Media frenzy greets convicted drug trafficker Schapelle Corby on her return to Australia after 13 years in Indonesia
Corby was released early in 2014 but was required to remain on Bali for three years under the conditions of her parole
Australian Schapelle Corby battled a media storm as she returned home from Bali on Sunday 12 years after her conviction for drug trafficking, in a dramatic end to a saga that captivated her homeland.
The beauty school dropout hit Australian headlines when she was arrested in 2004 at Bali airport aged 27 with several kilograms of hashish stashed in her surfing gear, and was jailed the following year for 20 years.
Her sentence was cut due to regular remissions and after an appeal to the president, and she served nine years behind bars. She was released early in 2014 but was required to remain on Bali for three years under the conditions of her parole.
Corby and her sister Mercedes concocted an elaborate plan to avoid the cameras after they touched down in the eastern city of Brisbane early on Sunday morning, using multiple vehicle convoys to confuse the media when they departed the airport.
A member of her security team read out a family statement at the airport, where they expressed their “gratefulness and relief that this morning we mark Schapelle Corby’s return to Australia”.

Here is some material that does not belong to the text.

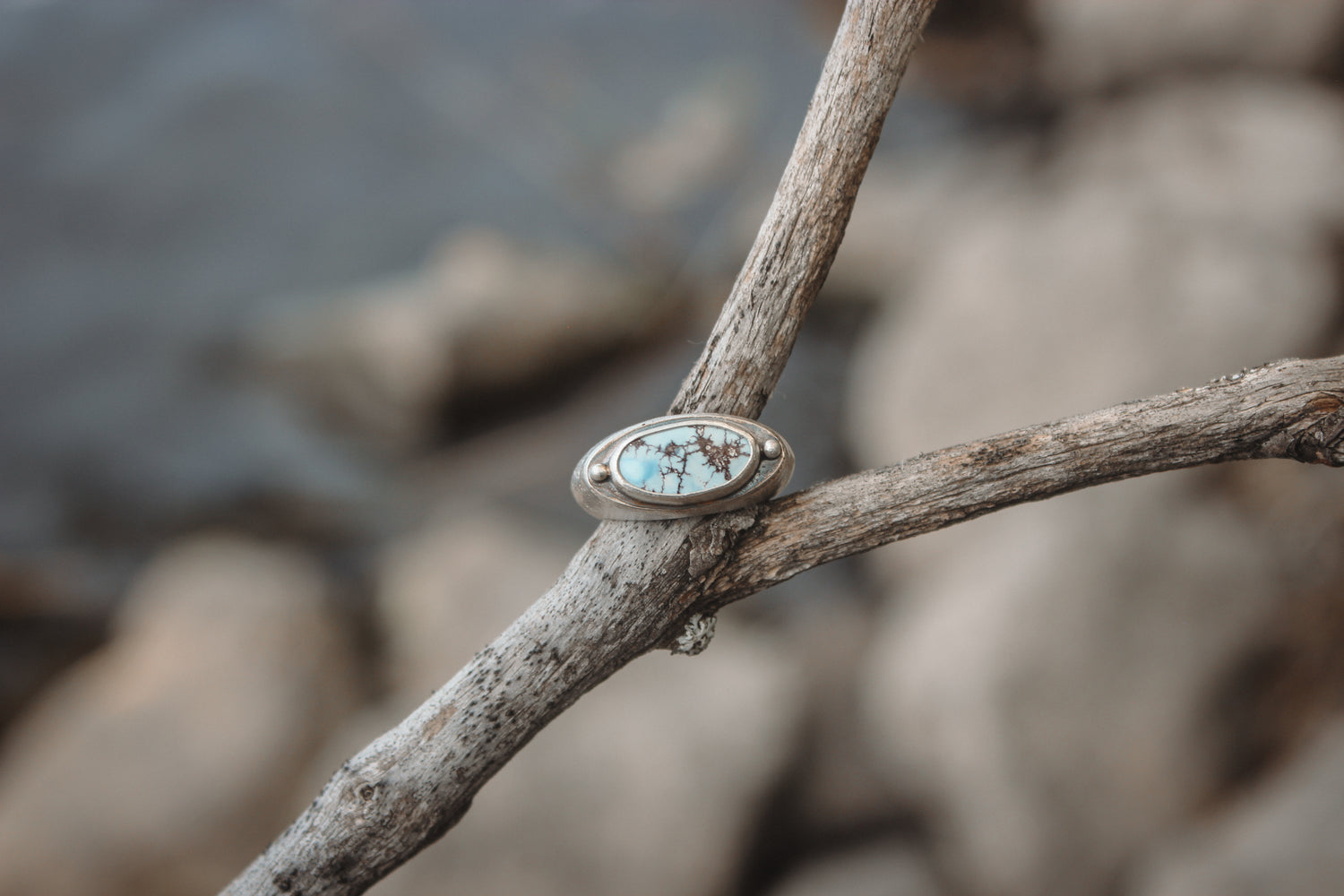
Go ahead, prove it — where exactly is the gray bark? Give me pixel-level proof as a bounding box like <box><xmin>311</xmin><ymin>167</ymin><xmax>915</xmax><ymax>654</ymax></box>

“We would like to say thank you to Schapelle’s supporters for all the faith, love and support they have shown over the years ... Priority of focus will now be on healing and moving forward.”
Corby, now 39, has maintained her innocence, insisting the drugs had been planted, and received much support back home where some believed she had been set up or was the victim of a supposedly corrupt justice system.
Her final day on the Indonesian resort island was a blaze of media attention, as she was hustled out of a villa with her face hidden under a scarf and chased by a huge pack of journalists before boarding a flight home.
She managed to outsmart the media by heading back to Brisbane on a different flight than had been widely expected, apparently to avoid travelling with a large contingent of reporters.
Shortly after landing in Australia, live television broadcasts followed one of the vehicle convoys believed to be carrying Corby and Mercedes.
It was not clear where Corby was headed, with media camped out outside her mother Rosleigh Rose’s home in Loganlea, south of Brisbane.
In bizarre scenes, her sister, other family members and friends – two wearing ghoulish masks – gathered at the house, while further south at Mercedes’ home on the Gold Coast, reporters waiting outside said a Corby-lookalike had turned up.
“I do not know where she is,” a woman at the Gold Coast home who called herself ‘Aunty Jen’ told Brisbane’s Courier Mail. “I nearly fell out of bed when I saw the [television] coverage ... I didn’t realise it was going to be as huge as this.”
The intense media coverage had been expected by Corby’s mother, who said this week she was worried about how her daughter would adjust to living in Australia amid the frenzy.
The family were also waiting for Corby to return home so she could help scatter her father’s ashes at a secret location after his death nine years ago from cancer.
“Her dad and her were really close,” Rose told the Gold Coast Bulletin on Friday.
The day of drama was a fitting finale to a story that has fascinated the Australian public like few others in recent times.
Unlike in Australia, Indonesia’s press dubbed Corby “The Ganja Queen” and she received little sympathy from the public, who largely support the country’s tough anti-drugs laws.
Hundreds of police were deployed to provide security on Saturday, as Australia media descended on Bali en masse ahead of her homecoming.
Corby was quick to join social media, with her Instagram account attracting more than 100,000 followers by Sunday afternoon just two days after it was set up.
A post shared by Schapellecorby (@schapelle.corby) on May 27, 2017 at 7:04am PDT
“Good bye to this parole paperwork,” she posted on the account after she visited government offices to fill out documents before heading to the airport.
She boarded a flight on airline Malindo Air at 10pm, and posted a photo on Instagram of her looking out of a plane window, with the word “Boarded”.
Despite the controversy surrounding her case, Indonesia has stepped up its campaign against drug use since she was jailed.
Authorities have embarked on a campaign of executions targeting drug smugglers, and in April 2015 put to death two Australians along with six other foreigners.